# Flyfishing teacher?



## kenny (May 21, 2004)

Who's the official 2Cool flyfishing coach and how much are on-the-water lessons?


----------



## MUDFLAT (Jun 7, 2005)

*flyfishing teacher*

I think that Mike Barbee at Cutrate on Katy freeway or Anthony Grice at Angler's edge are both very good. The Texas flyfishers give free lessons to members and also have an academy that covers all aspects of flyfishing. Good luck


----------



## Cope (Oct 11, 2005)

Call Orvis and talk to Marcus. Dave Hayward, who used to manage the store, is not a regional manager and I just missed seeing him Wednesday. Dave is probably the best teacher I have ever seen. Marcus should be able to help you; don't know if Dave still does any classes.


----------



## GetEmGot (Nov 30, 2004)

*Me To*

I am learning right now from friends...It looks easier than it is...Ellisredfish let me try a rod out last week he built. I think he had more fun watching me and laughing....

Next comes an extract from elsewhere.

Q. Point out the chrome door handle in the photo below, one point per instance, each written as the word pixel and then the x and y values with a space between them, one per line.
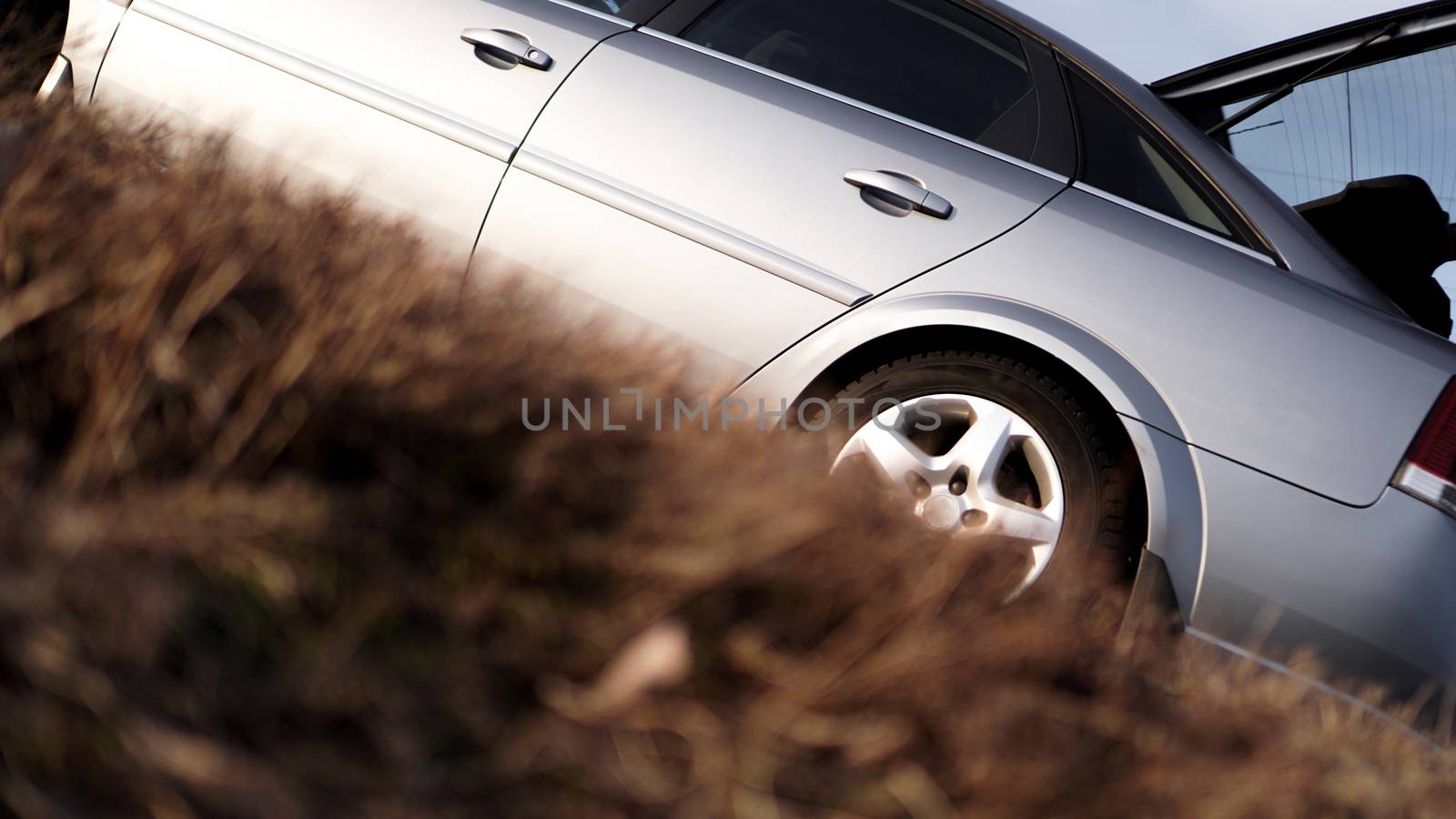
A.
pixel 902 188
pixel 509 46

Anyhoo, I ran into the Orvis manager the othernight. He told me for saltwater you don't need to take the full blown out class e.g. reading rocks etc....That being said they offer casting lessons for $65.00...

I think if you went to the Texas Flyfishing Club they would teach you for free.


----------



## Animal Chris (May 21, 2004)

GetEmGot said:


> I think if you went to the Texas Flyfishing Club they would teach you for free.

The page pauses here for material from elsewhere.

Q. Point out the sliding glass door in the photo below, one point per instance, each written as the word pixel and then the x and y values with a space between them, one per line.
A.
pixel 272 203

It's free to members, which happens to be the same price charged to non members so, why not sign up.

We hold a Fly Fishing Academy. In the Academy, all aspects of fly fishing are taught, and for the beginner, I think it's well worth looking into. Our website is

http://www.texasflyfishers.org/

Click on the link to the Windknots and there should be some info contained in there. If not in the current issue, go back a month or so.

I hope you can make the meeting on January 31st.

Tight lines, Chris


----------



## GetEmGot (Nov 30, 2004)

*Chris*



Animal Chris said:


> It's free to members, which happens to be the same price charged to non members so, why not sign up.
> 
> We hold a Fly Fishing Academy. In the Academy, all aspects of fly fishing are taught, and for the beginner, I think it's well worth looking into. Our website is
> 
> ...


I plan on becoming a member, but I won't make it until March or maybe Febuary....I plan on building a nice fly rod here pretty soon, I just finished a few inshore rods....Anyhoo...I here great things about this club....Can't wait to go.


----------